After a hypertensive crisis, it is important to check blood pressure regularly. In the case of a hypertensive emergency, close monitoring (at least once every 30 minutes) must be carried out during aftercare. In order to prevent a further derailment of blood pressure and the associated strain on the cardiovascular system, underlying hypertension should be treated permanently with the help of drug therapy.
The selection of the medication and the desired values depend on the age and concomitant diseases of the person concerned. The aim of the therapy is a continuous reduction in blood pressure. Likewise, a survey of existing risk factors should be carried out in order to minimize the risk of blood pressure escalating again. Non-drug measures can be found in adhering to a special nutrition plan. A healthy, low-salt diet (maximum six grams of table salt per day) is desirable.
Plenty of fruit and vegetables and a simultaneous reduction in certain foods (e.g. saturated fatty acids, which are increasingly found in foods of animal origin) should be eaten. Substances that have a negative effect on the cardiovascular system should also be avoided. It is advisable to avoid alcohol, coffee and nicotine in general. In obese patients, normalization of body weight must be aimed for. Regular endurance sports are also recommended.
You can do that yourself
The hypertensive emergency, but also the hypertensive crisis, is a potentially life-threatening emergency. In any case, this must be treated by a specialist. In the acute situation, those affected can primarily ensure that they remain calm. Relaxation exercises can be used to try to have a positive influence on high blood pressure.

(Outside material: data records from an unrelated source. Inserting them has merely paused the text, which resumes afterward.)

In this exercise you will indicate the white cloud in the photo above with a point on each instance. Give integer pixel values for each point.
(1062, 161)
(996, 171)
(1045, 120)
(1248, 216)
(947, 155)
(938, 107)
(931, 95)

After the acute phase, the focus is primarily on prophylactic measures that can minimize the risk of another crisis. It is particularly important to take the prescribed antihypertensive medication regularly and correctly. Only reliable intake enables a permanent reduction in blood pressure.
In the long term, those affected should aim to change their lifestyle. This includes weight reduction, preferably through a Mediterranean diet with lots of light fish, vegetables and olive oil. It is also advisable to keep the salt content in the food low. Smoking, alcohol and excessive caffeine consumption should be completely avoided. Regular exercise and light endurance sports for at least 30 minutes three to five days a week can also reduce high blood pressure and thus the risk of a hypertensive crisis. excessive stressrepresents a possible trigger for a blood pressure crisis, so it is important to avoid stress in everyday life and at work if possible.